Voor zover het gaat om een uitleg van het testament van erflaatster, is dit aan het oordeel van de (civiele) rechter. De voorzitter heeft uit de klachtbrief van klager opgemaakt dat klager ook aan de rechter kenbaar heeft gemaakt dat naar zijn mening sprake is van vervalste documenten. De rechter heeft voormelde stelling van klager echter terzijde geschoven. Nu niet is gebleken dat de door verweerster als producties overgelegde verklaring van erfrecht en de door notaris M geformuleerde brief zijn vervalst, laat staan dat dit aan verweerster bekend was, is de klacht kennelijk ongegrond.

BESLISSING

De voorzitter verklaart de klacht kennelijk ongegrond.

Aldus gewezen door mr. H. Brouwer, voorzitter, met bijstand van mr.

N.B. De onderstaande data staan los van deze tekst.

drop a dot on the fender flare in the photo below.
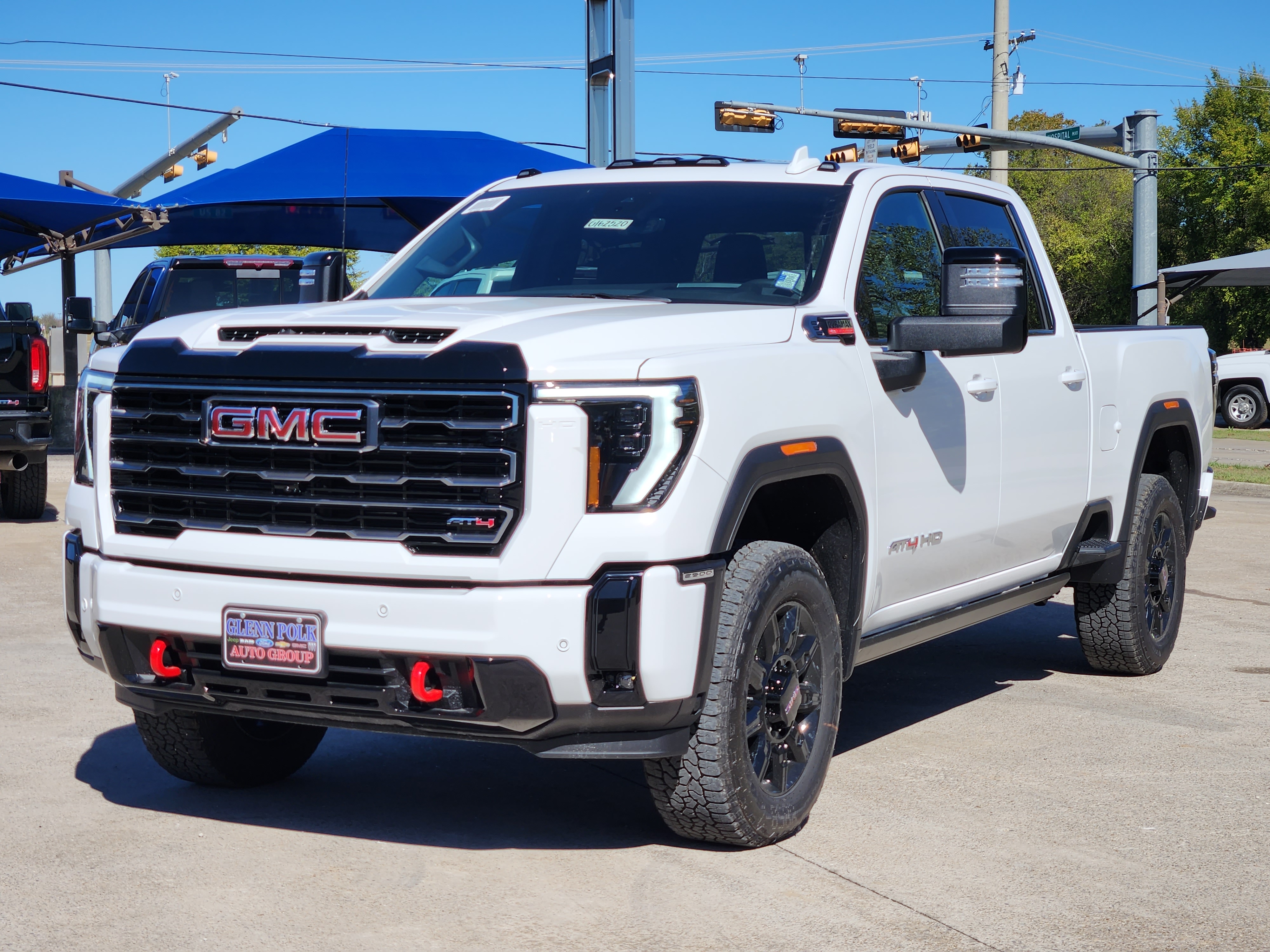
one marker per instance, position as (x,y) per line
(766,465)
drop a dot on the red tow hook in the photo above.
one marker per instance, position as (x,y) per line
(418,686)
(157,664)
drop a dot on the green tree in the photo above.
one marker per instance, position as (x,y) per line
(1216,213)
(355,276)
(1085,220)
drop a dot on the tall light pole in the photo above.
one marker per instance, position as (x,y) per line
(999,159)
(610,81)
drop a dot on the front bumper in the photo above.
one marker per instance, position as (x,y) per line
(27,433)
(531,648)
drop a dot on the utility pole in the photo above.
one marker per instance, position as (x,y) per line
(1142,143)
(610,81)
(999,159)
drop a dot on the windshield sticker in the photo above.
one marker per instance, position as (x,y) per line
(485,205)
(610,224)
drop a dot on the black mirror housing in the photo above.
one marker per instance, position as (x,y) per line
(985,298)
(324,277)
(79,315)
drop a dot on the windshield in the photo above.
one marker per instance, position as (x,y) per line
(684,242)
(214,289)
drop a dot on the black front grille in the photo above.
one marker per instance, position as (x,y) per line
(398,336)
(445,477)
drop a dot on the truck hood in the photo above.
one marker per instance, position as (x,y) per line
(561,340)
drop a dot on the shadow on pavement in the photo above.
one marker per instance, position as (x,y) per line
(488,797)
(906,689)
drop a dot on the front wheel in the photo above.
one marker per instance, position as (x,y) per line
(218,751)
(765,741)
(1244,408)
(23,494)
(1131,628)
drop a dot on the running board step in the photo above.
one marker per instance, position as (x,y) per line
(892,640)
(1095,550)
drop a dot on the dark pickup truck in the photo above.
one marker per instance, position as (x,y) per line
(26,425)
(186,285)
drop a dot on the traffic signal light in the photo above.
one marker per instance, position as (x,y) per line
(907,150)
(730,120)
(850,129)
(970,143)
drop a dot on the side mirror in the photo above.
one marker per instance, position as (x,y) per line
(324,277)
(79,315)
(985,295)
(18,313)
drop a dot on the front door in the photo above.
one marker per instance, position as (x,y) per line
(939,445)
(1043,395)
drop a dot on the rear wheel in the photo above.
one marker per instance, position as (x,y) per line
(1131,628)
(765,741)
(219,751)
(22,494)
(1244,407)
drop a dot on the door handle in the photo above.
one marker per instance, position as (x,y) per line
(981,385)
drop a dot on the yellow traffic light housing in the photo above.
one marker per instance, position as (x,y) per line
(907,150)
(970,143)
(731,120)
(879,129)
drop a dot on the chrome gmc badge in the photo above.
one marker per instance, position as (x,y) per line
(330,425)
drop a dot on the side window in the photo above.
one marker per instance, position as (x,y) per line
(124,319)
(901,268)
(973,223)
(143,301)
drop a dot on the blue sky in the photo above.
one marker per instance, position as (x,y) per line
(1080,41)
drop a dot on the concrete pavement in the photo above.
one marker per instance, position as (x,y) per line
(990,791)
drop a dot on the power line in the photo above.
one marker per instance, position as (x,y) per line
(565,68)
(164,106)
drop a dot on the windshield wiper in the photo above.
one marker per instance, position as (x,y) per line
(612,298)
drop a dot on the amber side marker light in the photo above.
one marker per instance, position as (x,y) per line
(796,449)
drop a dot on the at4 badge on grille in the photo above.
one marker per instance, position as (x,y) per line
(267,640)
(294,422)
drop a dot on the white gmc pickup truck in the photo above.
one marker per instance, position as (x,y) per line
(693,441)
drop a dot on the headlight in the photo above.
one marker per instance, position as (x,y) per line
(92,383)
(641,437)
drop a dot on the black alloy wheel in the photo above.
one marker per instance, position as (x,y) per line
(1160,578)
(784,695)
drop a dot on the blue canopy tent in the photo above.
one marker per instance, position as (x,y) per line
(37,218)
(371,190)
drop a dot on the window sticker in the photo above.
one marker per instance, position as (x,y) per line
(609,224)
(486,205)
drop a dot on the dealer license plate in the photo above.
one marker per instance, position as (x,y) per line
(264,640)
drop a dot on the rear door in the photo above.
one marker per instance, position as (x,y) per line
(938,445)
(1043,397)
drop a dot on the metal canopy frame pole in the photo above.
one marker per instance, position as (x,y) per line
(610,81)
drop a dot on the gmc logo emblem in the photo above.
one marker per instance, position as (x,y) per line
(344,426)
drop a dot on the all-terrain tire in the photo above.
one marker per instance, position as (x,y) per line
(219,751)
(1244,408)
(23,494)
(1131,628)
(778,664)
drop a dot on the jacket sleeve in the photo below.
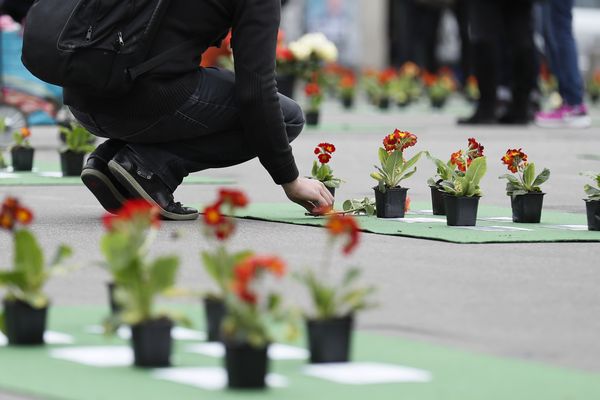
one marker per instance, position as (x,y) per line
(254,42)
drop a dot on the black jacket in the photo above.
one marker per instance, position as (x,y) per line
(254,25)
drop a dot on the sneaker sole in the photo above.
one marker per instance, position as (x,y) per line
(136,190)
(103,189)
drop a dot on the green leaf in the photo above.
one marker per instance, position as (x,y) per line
(542,177)
(476,171)
(162,273)
(529,176)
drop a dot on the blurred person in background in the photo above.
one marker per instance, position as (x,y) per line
(561,52)
(489,20)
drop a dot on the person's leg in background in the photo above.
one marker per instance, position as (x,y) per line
(561,51)
(483,20)
(205,132)
(519,25)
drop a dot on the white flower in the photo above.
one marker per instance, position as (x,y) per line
(300,50)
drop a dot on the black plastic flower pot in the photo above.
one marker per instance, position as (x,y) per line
(115,308)
(348,102)
(384,103)
(24,324)
(437,201)
(214,312)
(22,158)
(286,84)
(246,366)
(312,118)
(71,163)
(329,340)
(593,213)
(461,211)
(527,208)
(392,203)
(152,343)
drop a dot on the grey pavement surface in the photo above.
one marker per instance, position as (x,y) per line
(536,302)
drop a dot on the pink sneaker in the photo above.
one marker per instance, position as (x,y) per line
(565,116)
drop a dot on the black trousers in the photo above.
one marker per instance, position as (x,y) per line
(205,132)
(497,23)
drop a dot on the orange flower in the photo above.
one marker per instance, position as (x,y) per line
(348,81)
(399,140)
(475,149)
(248,269)
(344,225)
(457,160)
(515,160)
(324,151)
(25,132)
(12,213)
(131,210)
(312,89)
(234,198)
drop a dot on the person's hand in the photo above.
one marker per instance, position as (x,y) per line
(309,193)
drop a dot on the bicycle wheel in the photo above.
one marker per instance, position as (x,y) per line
(14,119)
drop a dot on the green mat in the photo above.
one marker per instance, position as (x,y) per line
(50,175)
(494,224)
(453,374)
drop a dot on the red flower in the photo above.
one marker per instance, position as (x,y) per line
(131,210)
(247,270)
(475,149)
(234,198)
(312,89)
(457,160)
(514,160)
(324,151)
(25,132)
(13,213)
(344,225)
(399,140)
(324,158)
(348,81)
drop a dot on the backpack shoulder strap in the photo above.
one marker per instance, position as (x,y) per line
(154,62)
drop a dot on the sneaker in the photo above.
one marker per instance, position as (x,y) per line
(565,116)
(103,185)
(142,183)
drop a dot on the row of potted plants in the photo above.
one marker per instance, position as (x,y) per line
(77,144)
(455,189)
(246,312)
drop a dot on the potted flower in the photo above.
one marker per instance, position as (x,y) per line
(220,262)
(321,170)
(315,98)
(524,189)
(335,301)
(138,281)
(389,195)
(254,308)
(594,87)
(385,81)
(347,88)
(25,304)
(461,199)
(444,173)
(77,141)
(21,151)
(592,203)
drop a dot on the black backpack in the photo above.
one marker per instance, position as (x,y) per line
(96,46)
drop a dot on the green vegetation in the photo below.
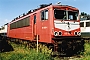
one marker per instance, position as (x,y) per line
(22,53)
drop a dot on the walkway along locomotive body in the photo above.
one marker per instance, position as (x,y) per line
(55,25)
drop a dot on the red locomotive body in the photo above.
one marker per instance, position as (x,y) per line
(52,23)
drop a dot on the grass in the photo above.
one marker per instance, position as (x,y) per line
(22,53)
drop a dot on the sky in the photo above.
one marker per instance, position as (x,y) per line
(10,9)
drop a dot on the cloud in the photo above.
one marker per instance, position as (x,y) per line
(3,21)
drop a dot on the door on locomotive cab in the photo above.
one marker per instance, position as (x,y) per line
(45,25)
(34,26)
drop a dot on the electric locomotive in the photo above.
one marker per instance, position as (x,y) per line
(58,26)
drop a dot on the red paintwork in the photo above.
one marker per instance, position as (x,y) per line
(45,29)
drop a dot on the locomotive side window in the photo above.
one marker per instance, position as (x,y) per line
(87,24)
(21,23)
(82,24)
(44,15)
(34,19)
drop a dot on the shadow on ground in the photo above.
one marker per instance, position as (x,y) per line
(4,45)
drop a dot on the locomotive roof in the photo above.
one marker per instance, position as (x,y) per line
(85,21)
(43,6)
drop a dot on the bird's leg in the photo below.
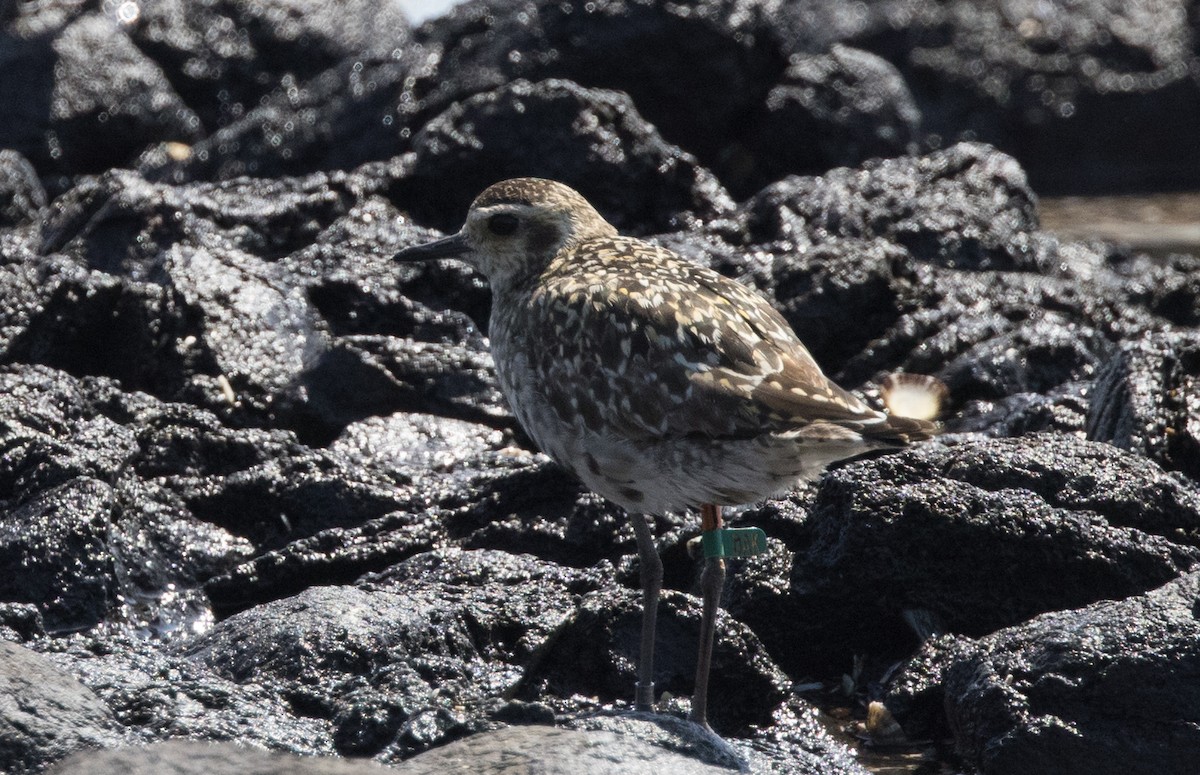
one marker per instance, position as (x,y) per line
(711,583)
(651,566)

E.J.M. van Rijckevorsel-Teeuwen als griffier op 7 augustus 2012.

griffier                                                                         voorzitter

Deze beslissing is in afschrift op 7 augustus 2012 per aangetekende post verzonden aan:

- klager

en per gewone post aan:

- verweerster

- de deken van de Orde van Advocaten in het arrondissement Alkmaar.

Ingevolge artikel 46h van de Advocatenwet kunnen klagers en de deken van de Orde van Advocaten in het arrondissement Amsterdam binnen veertien dagen na verzending van het afschrift van deze beslissing schriftelijk verzet doen bij de Raad van Discipline in het ressort Amsterdam, Postbus 75265, 1070 AG Amsterdam (fax: 020-7954275). Het verzet wordt ingesteld door middel van indiening van een verzetschrift (in tweevoud), waarin de gronden van het verzet voorzien van een motivering worden omschreven. De termijn van 14 dagen begint op de dag volgend op die van verzending van de beslissing. Uiterlijk op de veertiende dag van die termijn moet het verzetschrift derhalve ontvangen zijn op de griffie van de raad van discipline. Verlenging van de termijn van 14 dagen is niet moge¬lijk.